Time: 1hr 40 mins (20 mins prep, 30 mins to make your paste, 30 mins to make the curry, 20 mins cooking time)
Rating: A fair bit of effort: Making the paste takes time and energy. But it’s worth it.
2. Peel and chop the potatoes into equal chunks and set aside.
3. Cut the beef into chunks about 2cm in size, discarding any fat. Chop the onion into medium-sized chunks. Set aside.
4. Then make your curry paste. Dry roast the dry spices (the first 7 ingredients) in a pan on medium heat until fragrant, about 2-4 minutes, stirring frequently. You won't see much change in colour but you'll smell the spices warming. You want to smell them roasting, but not burning.
5. Pound the dry spices in a mortar & pestle until powdered, or grind in a food processor or coffee grinder, then set aside. Separately pound/grind the rest of the paste ingredients with the salt, starting from the toughest, working up to the softest (i.e. lemongrass, ginger, garlic, and finally shallots). This is the most time-consuming part of the process but it's worth putting the effort in so you get a nice smooth paste. Then add the dried spice powder back in. Mix well. It should be a rich rusty colour and smell amazing.
6. Next, peel and chop your potatoes into equal-sized chunks and put them in the boiling water and cook them until tender.
7. While the potatoes are boiling, heat the oil in a large pan or wok over a medium heat. Add the curry paste and fry this until fragrant, about 3-4 minutes. Keep stirring so it doesn't burn.
8. Add the beef chunks and onion. Fry until the meat is browned, about 2-3 minutes, stirring constantly.
9. Add half the coconut milk. Reduce the heat and simmer for about 2-3 minutes. Don't stir very much, just enough to combine.
10. Meanwhile coarsely chop or crush the peanuts, either on a chopping board with a good knife, with a mortar and pestle or in a food processor. Add the peanuts, the rest of the coconut milk and the cinnamon stick to the curry and stir.
11. Let the mixture simmer on a low heat for about 15 minutes, stirring frequently. The sauce should thicken and darken.

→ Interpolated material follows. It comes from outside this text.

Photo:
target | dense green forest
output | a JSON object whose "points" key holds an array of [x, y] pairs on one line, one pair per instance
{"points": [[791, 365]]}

12. Your potatoes should have boiled by now. While the curry is simmering, make your mash. Drain the potatoes and return them to the pan off the heat – make sure they are dry and well-drained. Mash vigorously to get rid of any lumps. Then using a wooden spoon beat in the milk, butter, egg yolks and seasoning. (I've never used egg yolk in mash before but I saw this on Gordon Ramsay's shepherd's pie recipe and thought I'd try it. It makes the mash creamy and gives it a nice colour). Set the mash aside and return to the curry.
13. Stir in the fish sauce, sugar, and lime juice. Taste – you may wish to adjust the flavour by adding more of any of these ingredients. Cook for another 5 mins and take off the heat. Finely chop the fresh coriander and stir in.
14. Remove the cinnamon stick and pour the beef curry into your baking dish. It may look a bit runny but it'll all come good in the baking, don't worry. Spoon the mash on top and smooth over. Using a fork, score lines into the top layer of the mash – this helps it brown in the oven.
15. Bake for 18-20 minutes until warmed through and slightly browned on top.
16. While the pie is baking, steam or stir-fry some green veg to serve on the side.
Cooking ahead? Get your paste made in advance, and the rest will be as easy as pie! The paste will keep for X days in a sealed container in the fridge. Pour a little bit of vegetable oil over the top so it doesn't dry out.